Affordability slipped below historical averages in 25% of housing markets in the first quarter of 2017 according to the Q1 2017 U.S. Home Affordability Index from ATTOM Data Solutions, a fused property database.

A total of 95 out of 379 counties analyzed in the report posted an affordability index below 100 in the first quarter, the highest share of markets below 100 since the fourth quarter of 2009.

An affordability index below 100 means that the share of average wages needed to buy a median-priced home is above the historic average for a given market.

The national affordability index in the first quarter of 2017 was 103, down from 108 in the fourth quarter and down from 119 a year ago to the lowest level since the fourth quarter of 2008. This drop in affordability means an average of 33.6% of weekly wages are needed to buy a median-priced home nationwide.

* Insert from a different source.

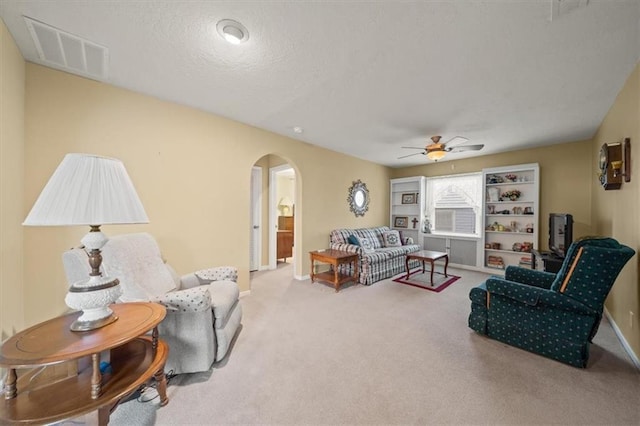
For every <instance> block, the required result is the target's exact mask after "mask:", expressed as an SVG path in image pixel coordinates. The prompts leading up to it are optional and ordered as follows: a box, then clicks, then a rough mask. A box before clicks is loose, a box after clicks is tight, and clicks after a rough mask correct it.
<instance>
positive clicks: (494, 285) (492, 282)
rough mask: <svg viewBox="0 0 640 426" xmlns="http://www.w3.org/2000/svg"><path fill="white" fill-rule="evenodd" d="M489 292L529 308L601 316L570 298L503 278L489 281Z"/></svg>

“Home affordability continued to worsen in the first quarter, not surprising given the continued strong growth in home prices combined with the recent rise in mortgage rates,” ATTOM Senior Vice President Daren Blomquist said.

“Stronger wage growth is the silver lining in this report, outpacing home price growth in more than half of the markets for the first time since Q1 2012, when median home prices were still falling nationwide,” Blomquist said. “If that pattern continues, it will help turn the tide in the eroding home affordability trend.”

But as for now, average income earners in 97 counties would need to pay more than 43%, the maximum debt-to-income ratios for qualified mortgages by the Consumer Financial Protection Bureau, to buy a median-priced home.